Tuesday, June 9, 2009

Greenplum speeds creation of 'self-service' data warehouses with Enterprise Data Cloud release

Greenplum has charged headlong into cloud computing with this week's announcement of its Enterprise Data Cloud (EDC) Initiative, which aims to bring "self-service" provisioning to data warehousing and business analytics.

The San Mateo, Calif. company, which provides large-scale data processing and data analytics, says its new initiative, as well as the general availability of Greenplum Database 3.3, improves on costly and inflexible solutions that have dominated the market for decades. [Disclosure: Greenplum is a sponsor of BriefingsDirect podcasts.]

Greenplum's goal: To foster speedy creation of vast data warehouses by non-IT personnel in either public or private cloud configurations. The value of data warehouses and the business intelligence (BI) payoffs they provide are clear. And Greenplum is correct in identifying that creating warehouses from disparate data sources has been difficult, expensive and labor-intensive.

At the heart of the EDC initiative is a software-based platform that enables enterprises to create and manage any number of data warehouses and data marts that can be deployed across a common pool of physical, virtual, or public cloud infrastructures.

The key building blocks of the platform include:
  • Self-service provisioning: providing analysts and database administrators (DBAs) the ability to provision new data warehouses and data marts in minutes with a single click.

  • Massive scale and elastic expansion: the ability to load, store, and manage data at petabyte scale, and dynamically expand the size of the system without system downtime.

  • Highly optimized parallel database core: a parallel database that is optimized for business intelligence (BI) and analytics and that is linearly scalable.
Greenplum Database 3.3 is the latest version of the company's flagship database software, which adds a wide range of capabilities to streamline management and enhance performance. Among the enhancements aimed at DBAs and IT professionals:
  • Online system expansion: the ability to add servers to a database system and expand across the new servers while the system is online and responding to queries. Each additional server adds additional storage capacity, query performance and loading performance to the system.

  • pgAdmin III administration console: an enhanced version of pgAdmin III, which is the most popular and feature-rich open-source administration and development platform for PostgreSQL.

  • Scalability-optimized management commands: a range of enhancements to management commands, including starting and stopping the database, analyzing tables, reintegration of failed nodes into the system.
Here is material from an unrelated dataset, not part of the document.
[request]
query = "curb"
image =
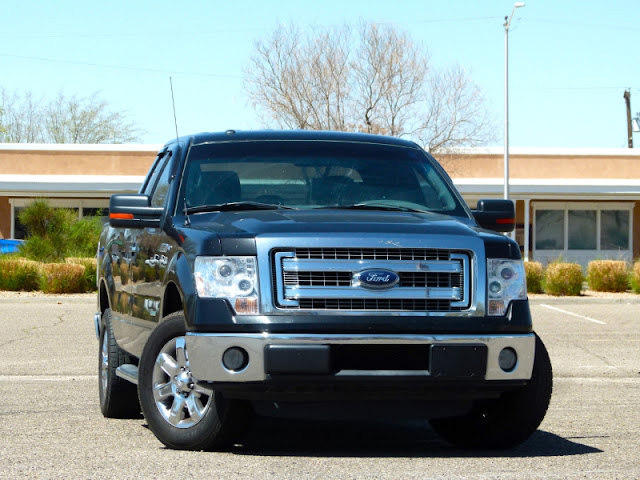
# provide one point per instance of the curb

This is designed to improve performance and scalability on very large systems.
Database 3.3 is supported on server hardware from a range of vendors including HP, Dell, Sun and IBM. The software is also supported for such non-production uses as development and evaluation on Mac OSX 10.5, Red Hat Enterprise Linux 5.2 or higher (32-bit) and CentOS Linux 5.2 or higher (32-bit).

As part of the EDC initiative, Greenplum is assembling an ecosystem of customers and partners who embrace this new approach and are collaborating with Greenplum to create new technologies and standards that leverage the capabilities of the EDC platform. Early participants deploying EDC platforms on Greenplum Database include Fox Interactive Media/MySpace, Zions Bancorporation and Future Group.

I think that BI vendors will want to join in allowing Greenplum, among others, to refine and advance the notion of data warehouse "middleware" layers. This takes a burden off of IT, which can focus on providing virtualized resource pools in which to deploy solutions such as Greenplum's.

As commodity hardware is used to undergird these virtualized on-premises clouds, the total costs contract. And, as we've seen with Amazon, Rackspace and others, the costs for moving data to a third-party clouds offers other potentially compelling cost advantages, even as scale issues about moving data around and security concerns are being addressed.

The automated warehouse layer approach benefits the BI vendors, as their tools and analystics engines can leverage the coalesced cloud-based data that Greenplum provides. The more and better the data, the better the BI. Cloud providers, too, may examine Greenplum with an eye to prtoviding data warehouse instances "as a service," a value-added data service opportunity to expand general cloud services.

And, of course, the biggest winners are the business analysts and business managers -- at enterprises as well as SMBs -- who can finally get the insights from massive data pools that they long for and a price they can realistically consider.

There will be a building symbiotic relationship between cloud computing and such data warehousing solutions as Greenplum's Enterprise Data Cloud. The more data that can become housed in accessible clouds, the more need to access, manage and provision additional data for analysis pay-offs.

And the more tools there are for leveraging cloud-based data, the more value there will be to moving data to clouds ... on so on. The chicken-and-egg relationship is clearly under way, with solutions providers like Greenplum offering a needed catalyst to the ramp-up process.